One of the lessons highlighted in the thread "Less Wrong NYC: Case Study of a Successful Rationalist Chapter" is Gender ratio matters.
There have recently been a number of articles addressing one social skills issue that might be affecting this, from the perspective of a geeky/sciencefiction community with similar attributes to LessWrong, and I want to link to these, not just so the people potentially causing problems get to read them, but also so everyone else knows the resource is there and has a name for the problem, which may facilitate wider discussion and make it easier for others to know when to point towards the resources those who would benefit by them.
However before I do, in the light of RedRobot's comment in the "Of Gender and Rationality" thread, I'd like to echo a sentiment from one of the articles, that people exhibiting this behaviour may be of any gender and may victimise upon any gender. And so, while it may be correlated with a particular gender, it is the behaviour that should be focused upon, and turning this thread into bashing of one gender (or defensiveness against perceived bashing) would be unhelpful.
Ok, disclaimers out of the way, here are the links:
- An Incomplete Guide to Not Creeping
- Don’t Be A Creeper
- How to not be creepy
- My friend group has a case of the Creepy Dude.
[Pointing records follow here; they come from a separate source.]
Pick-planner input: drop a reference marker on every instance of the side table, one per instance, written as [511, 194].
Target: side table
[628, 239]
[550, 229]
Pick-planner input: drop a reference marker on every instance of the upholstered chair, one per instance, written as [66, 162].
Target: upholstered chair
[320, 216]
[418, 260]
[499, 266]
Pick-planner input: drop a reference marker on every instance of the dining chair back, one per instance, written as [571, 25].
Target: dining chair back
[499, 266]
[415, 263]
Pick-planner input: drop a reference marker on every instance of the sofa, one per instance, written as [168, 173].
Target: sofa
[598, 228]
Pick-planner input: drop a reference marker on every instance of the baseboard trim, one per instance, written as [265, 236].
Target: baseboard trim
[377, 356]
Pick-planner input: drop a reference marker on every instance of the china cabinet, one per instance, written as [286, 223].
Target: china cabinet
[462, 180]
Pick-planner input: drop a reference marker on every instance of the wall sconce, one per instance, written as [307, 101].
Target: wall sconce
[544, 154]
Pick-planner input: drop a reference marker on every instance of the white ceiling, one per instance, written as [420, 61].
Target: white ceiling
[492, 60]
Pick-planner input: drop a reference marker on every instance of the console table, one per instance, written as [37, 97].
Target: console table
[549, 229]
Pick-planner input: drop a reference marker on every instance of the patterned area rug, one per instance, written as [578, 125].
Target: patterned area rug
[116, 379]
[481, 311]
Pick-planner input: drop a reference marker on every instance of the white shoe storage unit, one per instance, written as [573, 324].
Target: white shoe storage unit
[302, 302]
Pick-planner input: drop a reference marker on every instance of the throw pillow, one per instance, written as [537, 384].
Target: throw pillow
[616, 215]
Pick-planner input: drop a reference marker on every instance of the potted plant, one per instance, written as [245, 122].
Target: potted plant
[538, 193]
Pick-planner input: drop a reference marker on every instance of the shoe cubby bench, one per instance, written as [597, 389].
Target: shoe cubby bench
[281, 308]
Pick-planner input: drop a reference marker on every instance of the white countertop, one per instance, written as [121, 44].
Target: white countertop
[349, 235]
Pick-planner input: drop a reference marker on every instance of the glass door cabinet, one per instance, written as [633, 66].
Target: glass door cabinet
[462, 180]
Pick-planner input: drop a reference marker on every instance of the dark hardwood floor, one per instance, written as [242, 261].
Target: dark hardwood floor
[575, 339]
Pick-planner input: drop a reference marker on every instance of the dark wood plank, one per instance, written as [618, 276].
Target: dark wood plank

How do we clear that up?
- The C-Word
Some of those raise deeper issues about rape culture and audience as enabler, but the TLDR summary is:
- Creepy behaviour is behaviour that tends to make others feel unsafe or uncomfortable.
- If a significant fraction of a group find your behaviour creepy, the responsibility to change the behaviour is yours.
- There are specific objective behaviours listed in the articles (for example, to do with touching, sexual jokes and following people) that even someone 'bad' at social skills can learn to avoid doing.
- If someone is informed that their behaviour is creeping people out, and yet they don't take steps to avoid doing these behaviours, that is a serious problem for the group as a whole, and it needs to be treated seriously and be seen to be treated seriously, especially by the 'audience' who are not being victimised directly.
EDITED TO ADD:
Despite the way some of the links are framed as being addressed to creepers, this post is aimed at least as much at the community as a whole, intended to trigger a discussion on how the community should best go about handling such a problem once identified, with the TLDR being "set of restraints to place on someone who is burning the commons", rather that a complete description that guarantees that anyone who doesn't meet it isn't creepy. (Thank you to jsteinhardt for clearly verbalising the misinterpretation - for discussion see his reply to this post)
Creepiness is bad.
But, I've seen labeling people as creepy used as an extremely Dark Arts sort of tactic. The problem is, if someone is labeled as creepy, it becomes very difficult for them to justify themselves to other people, or to confront those who've labeled them. People use the representativeness heuristic and see that they expect a creeper to deny their creepiness and to confront the people who are calling them creepy, so for the wrongly accused it's very difficult to ever clear their names in the eyes of the general public.
There were a couple guys in my high school who admittedly had big personality flaws, but then girls preyed on them by intentionally putting the guys in positions where the guys thought the girls were showing interest, but then the girl could immediately retreat to calling the guy creepy. This was useful for discrediting people the girls didn't like, as well as making the girls seem more desirable. This always really pissed me off and made me sad at the world.
(Full disclosure: something like this happened to me in middle school. I waited it out and made extra efforts to signal not creepy behavior. It worked, but only to a limited extent, people were always cautious when they were first getting to know me and it made me a bit sad. In high school, I never had any issues.)
Fortunately, this isn't just about some kind of abstract "being creepy" XML tag getting attached to individuals. It's about specific behaviors which individuals can learn not to do.